On Jan. 27, 1944, Soviet forces finally broke the lines of the Nazi army at Leningrad. Nazi forces had besieged the city for almost two and a half years. Over 800,000 civilians died in the siege, mostly of hunger and disease. That was as many as the combined casualties of the U.S. and Britain in the entire war.  Eventually, these victories would allow the Soviet army to launch the Vistula-Oder offensive, which resulted in the liberation of Auschwitz. 

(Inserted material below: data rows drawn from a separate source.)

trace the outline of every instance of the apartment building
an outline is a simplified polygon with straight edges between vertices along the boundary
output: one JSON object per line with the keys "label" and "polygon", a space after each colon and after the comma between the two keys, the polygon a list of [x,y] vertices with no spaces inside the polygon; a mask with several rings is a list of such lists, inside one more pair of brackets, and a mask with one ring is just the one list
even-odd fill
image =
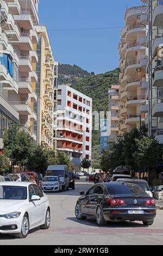
{"label": "apartment building", "polygon": [[145,121],[148,113],[148,101],[142,86],[146,81],[148,27],[141,19],[147,10],[146,6],[142,5],[128,9],[124,16],[126,26],[121,31],[119,44],[120,135],[139,127],[140,116]]}
{"label": "apartment building", "polygon": [[46,149],[53,149],[56,148],[55,129],[57,127],[54,122],[56,124],[57,108],[54,91],[57,89],[58,64],[54,62],[46,27],[35,26],[35,29],[39,38],[36,48],[37,102],[34,103],[37,120],[33,123],[33,129],[36,133],[37,144],[42,145]]}
{"label": "apartment building", "polygon": [[[37,40],[34,25],[39,23],[38,5],[37,0],[0,1],[1,148],[9,123],[18,122],[30,128],[36,118],[32,52]],[[36,140],[35,135],[32,135]]]}
{"label": "apartment building", "polygon": [[[109,122],[109,136],[108,138],[109,146],[110,147],[115,143],[117,136],[120,135],[119,129],[120,122],[120,107],[119,107],[119,91],[120,84],[112,84],[109,89],[109,112],[111,113],[111,120]],[[120,135],[119,135],[120,132]]]}
{"label": "apartment building", "polygon": [[141,19],[148,25],[146,38],[148,48],[149,62],[147,65],[148,78],[146,93],[149,100],[147,124],[149,135],[154,135],[163,144],[163,1],[142,1],[148,7],[146,15]]}
{"label": "apartment building", "polygon": [[74,167],[91,159],[92,99],[71,87],[58,86],[57,151],[64,152]]}

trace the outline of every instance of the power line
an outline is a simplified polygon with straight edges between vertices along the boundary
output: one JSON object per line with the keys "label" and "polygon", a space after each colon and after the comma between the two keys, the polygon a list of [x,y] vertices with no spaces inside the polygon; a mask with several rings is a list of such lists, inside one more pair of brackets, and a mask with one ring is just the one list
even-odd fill
{"label": "power line", "polygon": [[48,29],[49,32],[60,32],[60,31],[93,31],[93,30],[105,30],[114,29],[116,28],[122,28],[122,26],[117,27],[103,27],[99,28],[63,28],[58,29]]}

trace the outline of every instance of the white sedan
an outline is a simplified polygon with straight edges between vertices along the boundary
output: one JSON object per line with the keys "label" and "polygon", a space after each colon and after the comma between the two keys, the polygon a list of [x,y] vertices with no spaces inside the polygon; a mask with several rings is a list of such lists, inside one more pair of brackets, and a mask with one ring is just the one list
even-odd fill
{"label": "white sedan", "polygon": [[49,228],[50,205],[47,196],[36,184],[0,182],[0,233],[25,238],[37,227]]}

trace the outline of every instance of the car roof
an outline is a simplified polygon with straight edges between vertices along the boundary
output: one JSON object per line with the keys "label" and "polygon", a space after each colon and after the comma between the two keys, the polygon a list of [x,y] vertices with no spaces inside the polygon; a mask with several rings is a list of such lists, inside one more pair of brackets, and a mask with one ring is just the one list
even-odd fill
{"label": "car roof", "polygon": [[34,184],[32,182],[26,182],[20,181],[4,181],[0,183],[0,186],[14,186],[15,187],[28,187],[29,184]]}

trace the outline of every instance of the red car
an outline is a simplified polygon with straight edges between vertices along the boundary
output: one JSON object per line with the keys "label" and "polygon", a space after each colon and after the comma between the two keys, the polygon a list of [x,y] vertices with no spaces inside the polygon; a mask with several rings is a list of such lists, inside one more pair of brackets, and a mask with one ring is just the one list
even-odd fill
{"label": "red car", "polygon": [[95,174],[91,174],[89,178],[89,181],[94,181],[95,176]]}
{"label": "red car", "polygon": [[35,181],[36,184],[37,185],[39,186],[39,187],[41,187],[41,182],[40,180],[38,179],[37,175],[37,174],[34,172],[22,172],[21,173],[26,173],[29,176],[29,177],[32,177],[33,179]]}

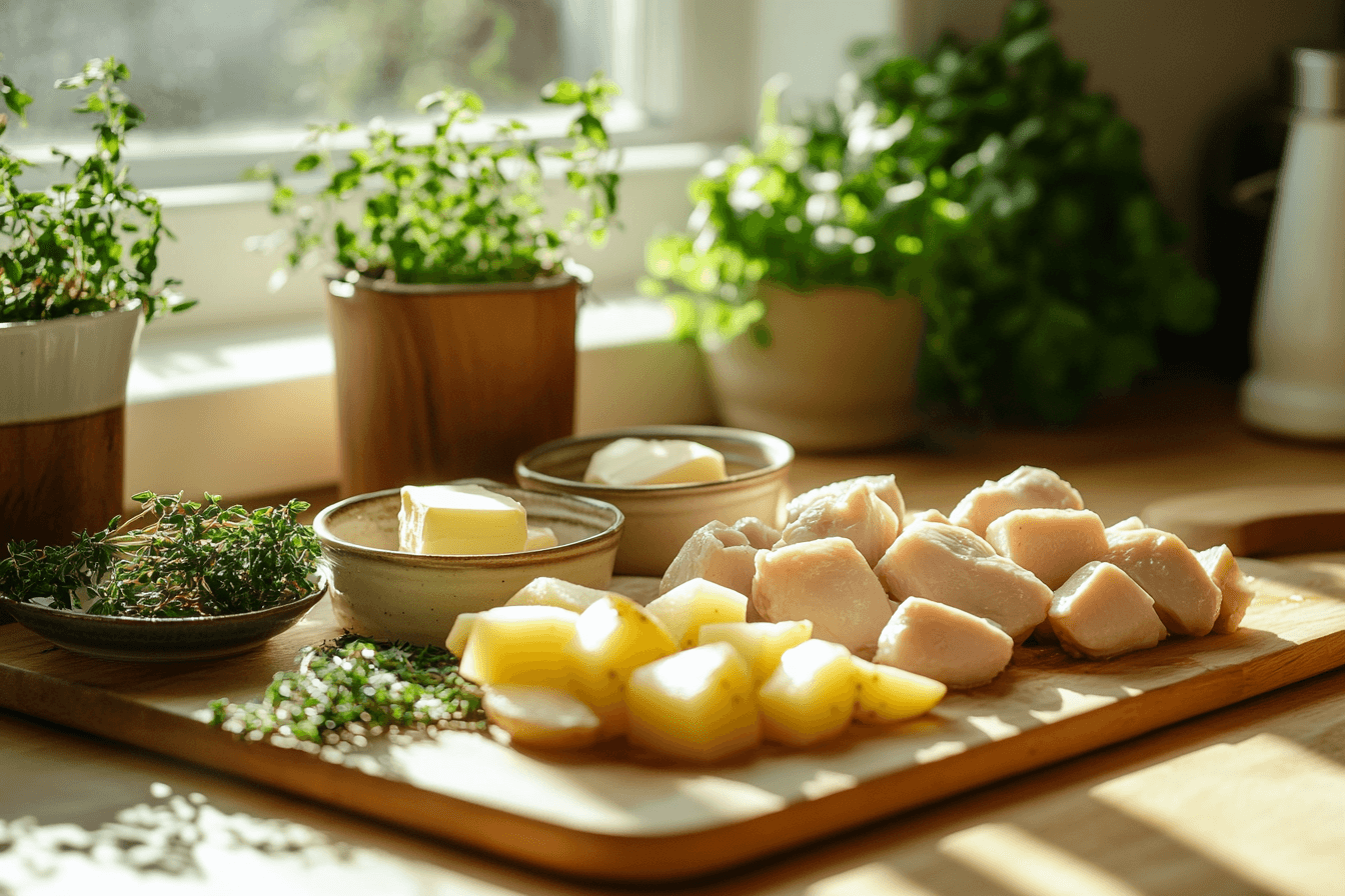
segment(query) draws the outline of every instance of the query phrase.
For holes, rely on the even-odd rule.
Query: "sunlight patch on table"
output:
[[[1143,896],[1111,872],[1014,825],[959,830],[939,841],[939,852],[1022,896]]]
[[[1089,794],[1268,892],[1342,892],[1345,767],[1286,737],[1205,747]]]
[[[936,896],[936,893],[881,862],[870,862],[823,877],[803,891],[803,896]]]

The evils of fascism should never be forgotten. And we must reject the capitalist line that the United States and Britain defeated Hitler. Nazi fascism only rose in the first place as an outgrowth of capitalist crisis in the wake of World War I. Many in the U.S. capitalist class supported the Nazis, who drew inspiration from the murderous racism and “white supremacy” which was still the law of the land in the United States. The socialist Soviet Union, aided by Communist-led Partisan movements across Europe, played the decisive role in their defeat. 

The blood was not dry on Europe’s battlefields, its ruined cities still smoldered, when the U.S. and Britain allied with former Nazis to launch a “Cold War” against the USSR and the new socialist countries of East Europe and East Asia. This was also a war against the liberation struggles of oppressed people in Africa, Asia, Latin America and the Caribbean.

Today, despite its “Cold War victory,” the global capitalist system is in contraction. The specter of fascism again raises its ugly head. The danger of a new world war looms on the horizon. Working-class and oppressed peoples around the world must draw inspiration and lessons from our struggles in the past.

The writer is a Jew who had ancestors perish in the Holocaust.